Forty-two practices from the American Academy of Pediatrics, Pediatric Research in Office Settings Network were assigned to one of three groups. Group 1 (usual care) measures BMI percentile at baseline, and at 1- and 2-year follow-ups and receives standard health education materials. Group 2 providers deliver three proactive MI counselling sessions with a parent of the index child in Year 1 and one additional 'booster' visit in Year 2. Group 3 adds six MI counselling sessions from a trained dietician. The primary outcome is the child's BMI percentile at 2-year follow-up. Secondary outcomes include parent report of the child's screen time, physical activity, intake of fruits and vegetables, and sugar-sweetened beverages.

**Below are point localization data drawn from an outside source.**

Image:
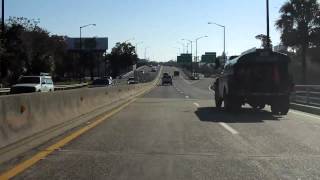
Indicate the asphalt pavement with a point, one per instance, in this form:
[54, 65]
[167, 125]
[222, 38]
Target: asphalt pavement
[175, 132]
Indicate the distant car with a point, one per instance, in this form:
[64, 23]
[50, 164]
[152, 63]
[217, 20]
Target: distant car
[195, 77]
[102, 82]
[29, 84]
[132, 80]
[166, 79]
[153, 69]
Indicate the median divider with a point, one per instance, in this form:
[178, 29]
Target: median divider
[28, 120]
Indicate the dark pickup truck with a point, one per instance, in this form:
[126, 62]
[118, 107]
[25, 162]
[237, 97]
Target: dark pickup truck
[166, 79]
[259, 77]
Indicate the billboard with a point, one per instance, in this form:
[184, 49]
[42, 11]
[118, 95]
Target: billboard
[184, 59]
[209, 57]
[92, 44]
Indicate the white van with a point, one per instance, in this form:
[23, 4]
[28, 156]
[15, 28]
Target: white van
[28, 84]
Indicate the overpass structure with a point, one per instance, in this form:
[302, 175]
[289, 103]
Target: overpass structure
[149, 131]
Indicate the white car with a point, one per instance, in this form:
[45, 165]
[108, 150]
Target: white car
[28, 84]
[132, 80]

We enrolled 633 eligible children whose mean BMI percentile was 92.0 and mean age of 5.1. The cohort was 57% female. Almost 70% of parents reported a household income of ≥ $40,000 per year, and 39% had at least a college education. The cohort was 63% white, 23% Hispanic, 7% black and 7% Asian. Parent self-reported confidence that their child will achieve a healthy weight was on average an 8 (out of 10).


To date, several aspects of the study can inform similar efforts including our ability to use volunteer clinicians to recruit participants and their willingness to dedicate their time, without pay, to receive training in MI.